= Laxmipriya Mohapatra =

Indian classical dancer and actress (1928–2021)

Laxmipriya Mohapatra (born 1928 - died 20 March 2021) was an Indian classical dancer, performing Odissi dance on stage and in films. Along with her husband, Kelucharan Mohapatra, she is credited with reviving Odissi dance in India, in the 1940s and 50s.

== Career ==
Mohapatra was born in Khurda, Odisha, and was taught to dance by her mother, actress and dancer Tulasi Devi. At the age of seven, she began performing at the Annapurna Theatre in Puri, Odisha, and by the age of 17, was their star performer, drawing large crowds who attended her performances. She moved to Cuttack, where she met her husband, Kelucharan Mohapatra, a trained Odissi dancer who was at the time playing tabla, a classical form of percussion, as an accompaniment, for dance performances.

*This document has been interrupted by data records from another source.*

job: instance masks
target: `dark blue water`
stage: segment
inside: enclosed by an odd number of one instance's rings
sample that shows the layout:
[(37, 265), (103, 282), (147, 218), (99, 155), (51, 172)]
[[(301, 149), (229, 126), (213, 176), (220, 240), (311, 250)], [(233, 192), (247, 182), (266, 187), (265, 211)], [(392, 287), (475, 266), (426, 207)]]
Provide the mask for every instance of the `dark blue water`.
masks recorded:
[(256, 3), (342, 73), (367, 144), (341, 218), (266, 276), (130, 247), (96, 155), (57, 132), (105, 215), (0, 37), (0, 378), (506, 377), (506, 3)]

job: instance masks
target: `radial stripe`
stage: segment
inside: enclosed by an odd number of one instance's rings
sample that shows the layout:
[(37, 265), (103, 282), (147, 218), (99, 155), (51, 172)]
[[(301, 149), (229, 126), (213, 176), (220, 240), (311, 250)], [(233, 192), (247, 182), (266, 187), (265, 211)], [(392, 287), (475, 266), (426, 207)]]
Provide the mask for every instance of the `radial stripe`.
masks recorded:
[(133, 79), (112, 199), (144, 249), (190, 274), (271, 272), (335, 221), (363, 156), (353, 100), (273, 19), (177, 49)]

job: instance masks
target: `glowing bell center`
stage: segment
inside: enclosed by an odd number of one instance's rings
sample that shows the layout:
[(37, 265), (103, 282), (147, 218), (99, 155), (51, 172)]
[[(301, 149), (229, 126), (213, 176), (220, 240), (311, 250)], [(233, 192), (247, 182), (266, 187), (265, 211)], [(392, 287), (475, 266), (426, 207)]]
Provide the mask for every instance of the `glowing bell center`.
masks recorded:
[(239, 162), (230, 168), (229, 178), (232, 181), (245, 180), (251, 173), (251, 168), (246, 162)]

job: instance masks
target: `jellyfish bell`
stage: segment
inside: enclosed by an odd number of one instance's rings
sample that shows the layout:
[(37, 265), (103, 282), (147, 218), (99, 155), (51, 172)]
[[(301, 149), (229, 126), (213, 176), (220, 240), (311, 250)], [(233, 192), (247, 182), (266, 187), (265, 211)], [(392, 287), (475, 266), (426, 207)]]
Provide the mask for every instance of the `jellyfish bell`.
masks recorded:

In 1946, after training in Odissi with her husband, she performed the first solo Odissi dance on stage, which was considered a milestone in efforts to revive the classical dance form. She is also the first woman to perform the traditional form of Gotipua dance on stage. In addition to performing Odissi, she was trained in several traditional folk dance forms, and performed at Republic Day parades in India's capital, New Delhi, in the 1950s. She performed in a number of plays on stage, as well as in several Odia films, including Manika Jodi, Suryamukhi, Mala Jahna and Amadabata.

When her husband, Kelucharan, became a dancer and choreographer, she retired in 1985 from professional dancing to support him. Along with him, she established and taught at Srjan, a well-known classical dance school in Bhubaneswar, Odisha. Their son, Ratikant Mohapatra, is also an Odissi dancer and choreographer. She taught a number of modern Odissi dancers, including Minati Mishra, Priyambada Mohanty Hejmadi, and Kumkum Mohanty. She died on 20 March 2021, at the age of 86, and was buried with state honors. in September 2021, a five-day Odissi festival was dedicated to her memory, and included Odissi performances by many of her former students.